‘Wendy Davis’ wins mock election at Rock the Vote (package)

Jazmin Campos

Krysta Robles, Staff Writer

Two students debated for the title at Rock the Vote on October 23 with the student portraying Wendy Davis coming out ahead with 78 percent of the vote.

Rock the Vote took place at St. Peters Plaza and consisted of persuading seniors and people over 18 to vote, and a mock election.

One of the things used to persuade seniors to vote was a mock debate for governor between two students, Marco Guajardo as Davis and Luis Bravo as Greg Abbot.

The themes, or questions, consisted of education, immigration, affordable healthcare, welfare, and voting ID requirements. Both contestants had a valid argument, but the audience seemed to love what Guajardo had to say.

Guajardo, “Wendy Davis,” received over three-fourths of the voting participants.

“Welfare is a very touchy subject. There is a struggle that people face for those on welfare when you see others abuse the system. We all have heard stories of people trying to abuse food stamps. I get it, but for a moment forget all your prejudices against all minority people, and look at the facts. In Texas 17.4 percent people live below the poverty line and 677 thousand people are unemployed. Think of the issues all those 677 thousand people faced. Think of how hard it will be for those 17.4 percent of people to get back on their feet. That’s what the welfare system is about. It’s about helping people, and it’s about spreading goodwill. We don’t want those people to lose their homes or their dignity. I know for a fact that there is at least one person here in this crowd that has been helped by welfare benefits. Let’s extend that to all those in need. Let’s bring all those numbers down to 0,” Guajardo said.

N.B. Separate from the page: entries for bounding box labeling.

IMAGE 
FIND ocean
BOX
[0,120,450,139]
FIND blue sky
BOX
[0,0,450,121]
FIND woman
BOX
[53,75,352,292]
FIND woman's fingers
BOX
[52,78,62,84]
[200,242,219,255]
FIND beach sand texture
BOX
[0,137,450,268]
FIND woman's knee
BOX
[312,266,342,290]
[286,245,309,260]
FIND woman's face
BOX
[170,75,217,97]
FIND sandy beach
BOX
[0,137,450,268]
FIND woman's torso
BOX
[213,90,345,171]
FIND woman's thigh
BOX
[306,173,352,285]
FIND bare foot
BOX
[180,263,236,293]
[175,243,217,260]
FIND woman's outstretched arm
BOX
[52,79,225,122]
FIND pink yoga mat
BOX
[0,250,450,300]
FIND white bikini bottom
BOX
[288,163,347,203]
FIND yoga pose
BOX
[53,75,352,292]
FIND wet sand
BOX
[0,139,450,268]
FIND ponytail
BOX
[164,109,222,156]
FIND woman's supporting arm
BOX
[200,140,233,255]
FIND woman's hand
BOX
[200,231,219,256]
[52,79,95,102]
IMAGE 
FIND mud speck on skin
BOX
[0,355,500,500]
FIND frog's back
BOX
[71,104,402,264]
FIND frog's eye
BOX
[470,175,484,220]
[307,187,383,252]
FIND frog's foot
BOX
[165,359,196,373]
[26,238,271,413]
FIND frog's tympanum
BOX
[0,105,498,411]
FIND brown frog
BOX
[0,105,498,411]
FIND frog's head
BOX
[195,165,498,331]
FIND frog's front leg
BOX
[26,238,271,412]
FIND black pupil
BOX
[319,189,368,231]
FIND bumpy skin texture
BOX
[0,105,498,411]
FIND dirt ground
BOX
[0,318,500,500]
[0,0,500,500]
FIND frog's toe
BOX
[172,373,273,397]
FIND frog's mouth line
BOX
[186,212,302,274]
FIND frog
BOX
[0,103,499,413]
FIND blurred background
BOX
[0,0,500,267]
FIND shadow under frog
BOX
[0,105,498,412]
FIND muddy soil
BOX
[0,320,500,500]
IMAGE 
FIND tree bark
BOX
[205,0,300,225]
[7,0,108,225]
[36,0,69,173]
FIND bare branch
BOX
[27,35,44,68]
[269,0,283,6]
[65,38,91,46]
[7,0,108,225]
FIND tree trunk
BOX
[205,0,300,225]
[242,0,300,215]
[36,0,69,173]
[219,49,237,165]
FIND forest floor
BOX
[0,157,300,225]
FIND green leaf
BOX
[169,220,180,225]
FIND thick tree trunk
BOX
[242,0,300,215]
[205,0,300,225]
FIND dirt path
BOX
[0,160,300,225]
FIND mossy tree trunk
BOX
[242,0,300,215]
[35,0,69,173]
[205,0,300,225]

Bravo, “Greg Abbott,” responded with, “It is not uncommon to hear about individuals abusing their Lone Star welfare money on junk food because junk food id considerably cheaper than healthier food. This creates problems. One, many abuse welfare and two, the lack of access to nutritional meals. The way I would address the welfare system is to change to a ration system similar to WIC. In other words, instead of having money directly to use for one’s needs, we will provide coupons and food vouchers food. For example, one gets a voucher for three gallons of milk and whoever is in possession of that voucher can go to a local food market and pick up three gallons of pre-approved nutritionally beneficial milk. The products, however, will not be limited and will be a variety of dietary necessities such as cereal, rice, and poultry. This way not only are we solving a welfare problem that limits the people that are unable to use the welfare system, but assure that everyone has access to safe, healthy, and nutritional meals.”

After the mock debate, the students from VMT, Martin, Nixon, and Cigarroa got up and voted. There were four voting booths, and students used a real ballot for local, state, and national races. While the voting was taking place students and faculty bands played rock music.

“The importance of Rock the Vote is give awareness to students as to why it is important to vote, and with the mock debate it gives the students what each party is fighting for, or the views of every party,” Sylvia Velasco, Social Studies  instructor and event organizer, said about the importance and meaning of Rock the Vote.

“I liked everything about it, of course, but the students really liked the music, and the photo booths, and the food. They just really liked it. The debate was really good this year. I know those are things that got everybody’s attention,” Velasco said.

“It went really well, actually, and took a lot of planning, but at the end, it was a really good turnout and very successful,” Velasco said.